Gal8-MDA-MB231 cells were plated in Nunc Lab-Tek 8-well chambered coverglass (Nunc, Thermo Fisher Scientific Inc.) or Corning 96 Well Half-Area High-Content Imaging Glass-Bottom Microplates (Corning Inc.; product no. 4580) at a density of 6250 cells per square centimeter. Cells were left to adhere and proliferate for 24 h before being treated siRNA formulations. After a 17 h treatment, media was aspirated and replaced with warm FluoroBrite DMEM supplemented with 25 mM HEPES, 10% FBS, and Hoechst 33342. Images were acquired with Nikon C1si+ confocal microscope system on a Nikon Eclipse Ti-0E inverted microscope base, Plan Apo VC 20× objective, Galvano scanner, and 408/488/543 dichroic mirror. PerfectFocus was used to maintain focus between wells. The PerfectFocus offset was set to the optimal focal plane of the nuclear stain (blindly, without looking at the Gal8 layer) in combination with the well-scanning mode in ND Acquisition to acquire images, removing microscopist bias. A software-controlled motorized stage moved the plate between images. For additional information regarding microscopy systems for reproduction of this assay, please see Technical Note 2 in the Supporting Information. Images were exported to lossless multipage TIF from Nikon NIS-Elements AR version 4.30.01. Exported images were then analyzed in bulk using a blinded, automated MATLAB script, which is detailed below and has been made available via the FigShare platform.71 To improve print clarity, images were brightened via linear scaling to the max pixel intensity value per channel of the top 0.01% of Gal8 pixels or top 1% of Hoechst pixels using MATLAB. While these enhancements were made for print, all quantification was done on raw images.
Gal8 Image Processing.
A MATLAB script was written to identify Gal8 positive spots (Figure S2A–C). A binary mask was generated containing Gal8-positive puncta, which were used to integrate underlying Gal8 intensities on unprocessed images and normalized to the number of nuclei.
The Gal8 mask was generated by using a tophat filter on the YFP fluorescence channel to perform localized background subtraction to suppress diffuse cytosolic fluorescence (Figure S2D). This was followed by simple thresholding to identify Gal8 pixels (Figure S2E) and subsequent image “morphological opening” using a 3 × 3 pixel plus-sign-shaped structuring element to restrict positive pixels to puncta (Figure S2F). From this, a “visual check” layer was generated by the exclusive or (“XOR”) of the mask and its dilation, generating a “halo” around identified spots (Figure S2G) to allow the manual verification of algorithm detection success. The Gal8 mask (Figure S2F) was applied to the unprocessed Gal8 image and the result was integrated, quantifying total Gal8 present within the puncta. This sum was divided by cell number, which was determined by the following image analysis method: a simple threshold was applied to the Hoechst channel (Figure S2I), followed by an image opening to separate proximal nuclei (Figure S2J) and segmenting using a watershed transformation (Figure S2K).

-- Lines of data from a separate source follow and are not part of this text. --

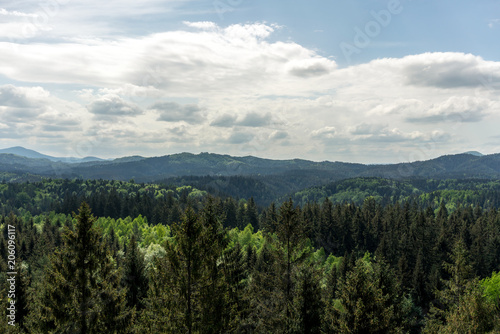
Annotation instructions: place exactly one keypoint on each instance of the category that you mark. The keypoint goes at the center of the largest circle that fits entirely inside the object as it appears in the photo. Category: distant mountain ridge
(301, 172)
(27, 153)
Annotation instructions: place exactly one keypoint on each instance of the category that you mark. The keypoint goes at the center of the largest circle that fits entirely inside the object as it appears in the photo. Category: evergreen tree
(134, 276)
(81, 287)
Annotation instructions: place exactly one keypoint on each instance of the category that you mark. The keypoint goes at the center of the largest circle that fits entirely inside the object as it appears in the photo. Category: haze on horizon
(377, 82)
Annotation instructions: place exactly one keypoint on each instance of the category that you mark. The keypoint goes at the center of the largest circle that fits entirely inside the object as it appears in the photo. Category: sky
(344, 80)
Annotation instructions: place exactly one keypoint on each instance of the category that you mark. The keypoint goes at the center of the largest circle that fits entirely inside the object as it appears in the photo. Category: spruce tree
(81, 290)
(134, 276)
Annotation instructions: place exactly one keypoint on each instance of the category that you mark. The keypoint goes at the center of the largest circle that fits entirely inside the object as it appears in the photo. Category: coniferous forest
(122, 257)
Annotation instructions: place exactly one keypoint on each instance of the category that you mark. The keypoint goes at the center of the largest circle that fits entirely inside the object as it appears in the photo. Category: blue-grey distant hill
(27, 153)
(276, 174)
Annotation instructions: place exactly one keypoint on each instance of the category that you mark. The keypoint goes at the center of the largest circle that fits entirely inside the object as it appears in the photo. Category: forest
(364, 255)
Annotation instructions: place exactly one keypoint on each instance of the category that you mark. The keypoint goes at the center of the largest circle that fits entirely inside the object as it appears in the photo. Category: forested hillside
(411, 256)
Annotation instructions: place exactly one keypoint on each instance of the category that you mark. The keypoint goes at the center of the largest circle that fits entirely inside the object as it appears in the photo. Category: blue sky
(361, 81)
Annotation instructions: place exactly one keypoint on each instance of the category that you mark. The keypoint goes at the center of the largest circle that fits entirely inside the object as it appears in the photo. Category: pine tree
(173, 303)
(81, 287)
(134, 276)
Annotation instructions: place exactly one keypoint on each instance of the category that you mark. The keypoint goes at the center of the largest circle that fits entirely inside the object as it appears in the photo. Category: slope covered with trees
(217, 265)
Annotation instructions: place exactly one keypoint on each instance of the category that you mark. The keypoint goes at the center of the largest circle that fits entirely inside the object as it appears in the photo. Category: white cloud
(237, 85)
(112, 105)
(205, 25)
(493, 23)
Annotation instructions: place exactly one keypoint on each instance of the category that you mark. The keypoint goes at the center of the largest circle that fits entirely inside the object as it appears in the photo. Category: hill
(27, 153)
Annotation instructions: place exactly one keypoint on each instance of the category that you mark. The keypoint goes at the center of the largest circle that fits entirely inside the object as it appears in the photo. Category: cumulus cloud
(278, 135)
(237, 60)
(225, 121)
(254, 119)
(112, 105)
(325, 133)
(455, 109)
(174, 112)
(21, 97)
(449, 70)
(206, 25)
(239, 137)
(311, 67)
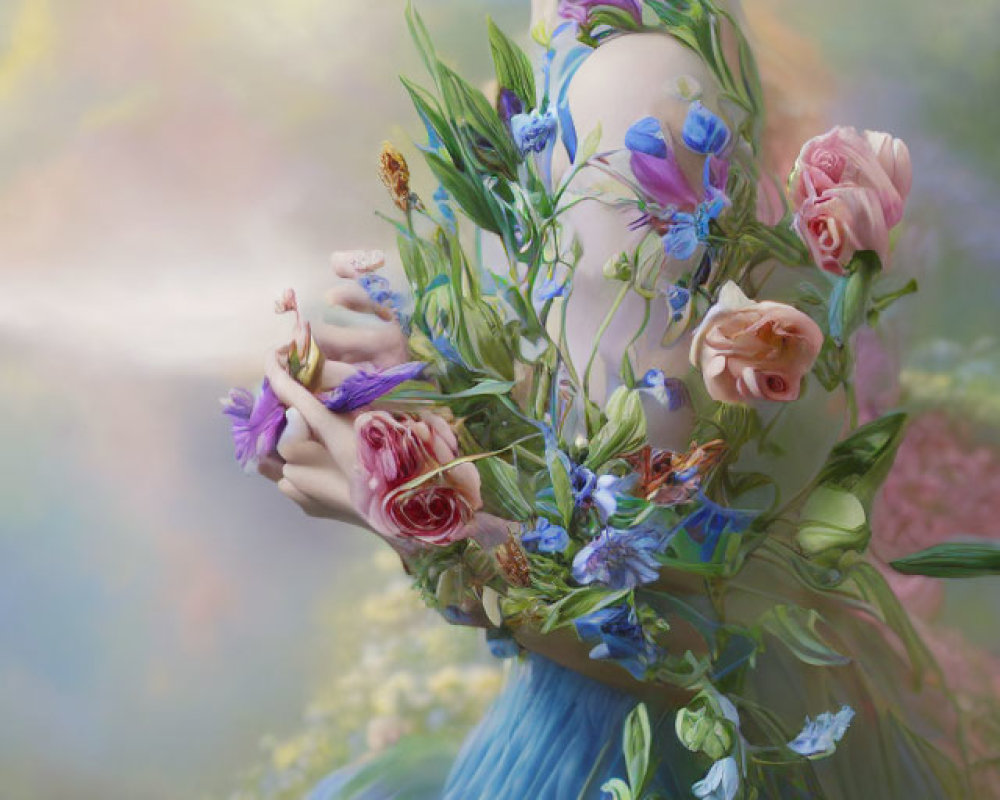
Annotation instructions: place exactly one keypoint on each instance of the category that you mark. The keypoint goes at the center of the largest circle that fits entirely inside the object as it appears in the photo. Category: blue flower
(721, 783)
(545, 538)
(501, 643)
(619, 559)
(710, 520)
(646, 136)
(669, 392)
(819, 737)
(620, 638)
(365, 387)
(533, 132)
(509, 105)
(704, 132)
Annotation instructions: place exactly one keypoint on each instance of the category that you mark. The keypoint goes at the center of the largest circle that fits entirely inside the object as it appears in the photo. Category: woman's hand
(316, 461)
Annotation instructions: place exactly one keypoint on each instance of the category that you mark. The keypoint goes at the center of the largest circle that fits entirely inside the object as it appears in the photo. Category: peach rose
(840, 222)
(843, 157)
(754, 351)
(396, 449)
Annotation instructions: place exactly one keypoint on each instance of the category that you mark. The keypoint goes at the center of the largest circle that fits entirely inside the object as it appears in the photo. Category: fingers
(353, 297)
(352, 263)
(296, 431)
(270, 467)
(335, 373)
(333, 430)
(384, 345)
(322, 487)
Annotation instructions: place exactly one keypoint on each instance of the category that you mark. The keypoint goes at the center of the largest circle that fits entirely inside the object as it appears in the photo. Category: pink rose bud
(838, 223)
(842, 157)
(754, 351)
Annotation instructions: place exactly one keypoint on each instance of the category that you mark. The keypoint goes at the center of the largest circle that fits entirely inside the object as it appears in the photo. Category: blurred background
(172, 628)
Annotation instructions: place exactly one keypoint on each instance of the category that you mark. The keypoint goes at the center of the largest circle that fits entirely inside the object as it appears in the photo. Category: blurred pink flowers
(396, 449)
(754, 351)
(849, 189)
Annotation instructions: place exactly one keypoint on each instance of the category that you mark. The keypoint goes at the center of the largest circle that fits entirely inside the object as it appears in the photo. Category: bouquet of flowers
(520, 497)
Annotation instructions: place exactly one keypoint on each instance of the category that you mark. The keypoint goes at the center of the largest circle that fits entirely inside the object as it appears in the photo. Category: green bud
(702, 727)
(618, 268)
(832, 522)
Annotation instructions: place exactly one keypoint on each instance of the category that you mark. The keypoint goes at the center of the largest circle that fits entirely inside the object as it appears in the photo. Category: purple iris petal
(363, 387)
(257, 423)
(619, 559)
(662, 180)
(580, 10)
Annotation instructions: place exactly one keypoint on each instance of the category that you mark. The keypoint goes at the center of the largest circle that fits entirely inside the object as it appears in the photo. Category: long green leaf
(952, 560)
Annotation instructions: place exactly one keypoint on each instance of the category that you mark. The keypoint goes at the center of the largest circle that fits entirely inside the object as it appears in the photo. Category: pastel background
(166, 168)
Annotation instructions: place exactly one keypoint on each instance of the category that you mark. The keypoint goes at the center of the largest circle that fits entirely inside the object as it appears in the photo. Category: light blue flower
(704, 132)
(619, 638)
(668, 392)
(678, 299)
(721, 783)
(646, 136)
(819, 737)
(619, 559)
(501, 643)
(545, 538)
(533, 132)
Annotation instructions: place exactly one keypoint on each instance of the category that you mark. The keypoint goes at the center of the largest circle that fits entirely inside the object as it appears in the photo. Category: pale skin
(624, 80)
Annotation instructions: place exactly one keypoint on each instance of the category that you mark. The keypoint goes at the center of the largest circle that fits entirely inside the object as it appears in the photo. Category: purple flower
(580, 10)
(620, 638)
(709, 521)
(257, 423)
(619, 559)
(545, 538)
(363, 388)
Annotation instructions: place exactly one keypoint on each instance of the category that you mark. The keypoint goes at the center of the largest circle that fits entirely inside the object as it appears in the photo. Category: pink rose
(838, 223)
(396, 449)
(843, 157)
(754, 351)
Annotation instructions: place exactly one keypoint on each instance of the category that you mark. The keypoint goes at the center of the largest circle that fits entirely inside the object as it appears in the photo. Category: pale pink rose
(754, 351)
(355, 263)
(396, 449)
(840, 222)
(843, 157)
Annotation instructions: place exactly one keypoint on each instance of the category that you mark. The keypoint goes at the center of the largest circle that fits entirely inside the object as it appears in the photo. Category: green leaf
(513, 67)
(481, 389)
(637, 738)
(561, 486)
(624, 431)
(796, 628)
(952, 560)
(501, 492)
(618, 789)
(468, 191)
(578, 603)
(876, 591)
(861, 462)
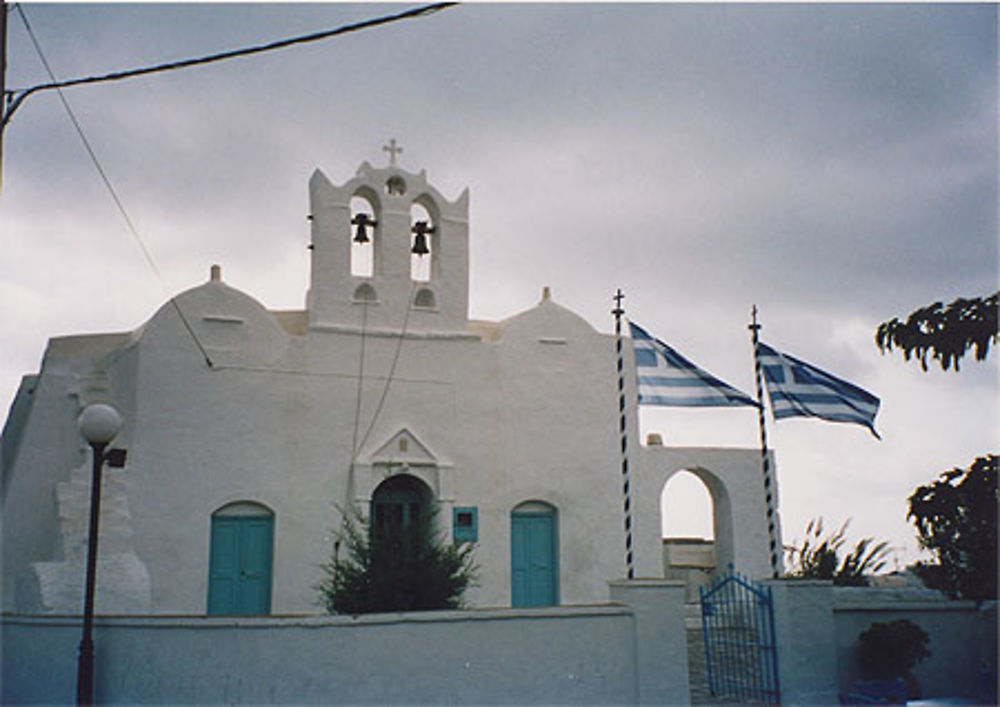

A rainbow colormap was applied to the image, and the result was exported (Figure S2L), which served as verification that nuclei were properly quantified. Note that contiguous nuclei (e.g., during mitosis) were counted as one cell. Fluorescent composite images (Figure S2A), as well as three method verification images were exported. The first verification image circles identified Gal8 spots (Figure S2M); the second verification image shows identified puncta as magenta overlays (Figure S2N); the third verification image identifies nuclear number (Figure S2L). Gal8 recruitment code has been made available by the authors via the FigShare platform at https://doi.org/10.6084/m9.figshare.7066472.71
Lysotracker Colocalization Image Processing.
Wild type MDA-MB-231 cells were seeded at a density of 6250 cells per square centimeter in half-area 96-well imaging plates as for Gal8 assays. Cells were treated with Alexa488-labeled dsDNA loaded si-NPs at indicated doses. After treatment for 24 h, media was replaced with Lysotracker Red (Invitrogen Life Technologies) containing media (75 nM) and incubated 1 h. Before imaging, cells were washed, and the media was replaced with Fluorobrite DMEM supplemented with 10% FBS and 25 mM HEPES. Images were analyzed using an automated MATLAB script for Manders Coefficient as originally described.54 The code to calculate Manders Coefficient of Overlap has been made available by the authors on the FigShare platform, accessible at https://doi.org/10.6084/m9.figshare.7066490.72
siRNA Cell Internalization Flow Cytometry Studies.
Wild-type MDA-MB-231 cells were seeded in triplicate in 12-well plates at a density of 60 000 cells per well and left to grow for 24 h, before being treated with si-NPs formulated with Alexa-488 labeled dsDNA at indicated doses and incubated for 16 h. Cells were washed with PBS, treated with 0.05% trypsin, and centrifuged at 500g for 5 min. The supernatant was removed, and cells were resuspended in 300 μL of PBS. Single-cell suspensions were analyzed using a BD LSR Fortessa flow cytometer, gated according to forward scatter and side scatter. Mean fluorescence intensities (MFI) were calculated using FlowJo (FlowJo LLC).
pH-Dependent Membrane Disruption Hemolysis assays.
Hemolysis with red blood cells was performed as previously described.52 Briefly, blood was donated by an anonymous human donor using a protocol approved by the Vanderbilt institutional review board (IRB). Red blood cells (RBCs) were isolated and washed by centrifugation and then diluted into buffered saline solutions at pH 7.4, 6.8, or 6.2 representative of extracellular, early endosomal, and late endosomal environments. si-NPs at concentration of 15 ug/mL polymer were incubated with RBCs in each buffer for 1 h at 37 °C. RBCs were centrifuged, and the optical absorption of the supernatant at 450 nm was used to measure the hemoglobin released compared to PBS (negative control) and 1% Triton X-100 (positive control) treated RBCs.
Luciferase Knockdown siRNA Bioactivity Assay.
Luc-MDA-MB-231 cells were plated in black-walled 96-well plates at a density of 67 000 cells per square centimeter. The cells adhered overnight and were then treated with the si-NPs containing siRNA targeting luciferase or nontargeting negative control siRNA for 24 h. Media containing 150 μg/mL luciferin was added at 24 and 48 h time-points, and bioluminescence was measured using an IVIS 200 Series imaging system (Xenogen Corporation).20
Cell Viability.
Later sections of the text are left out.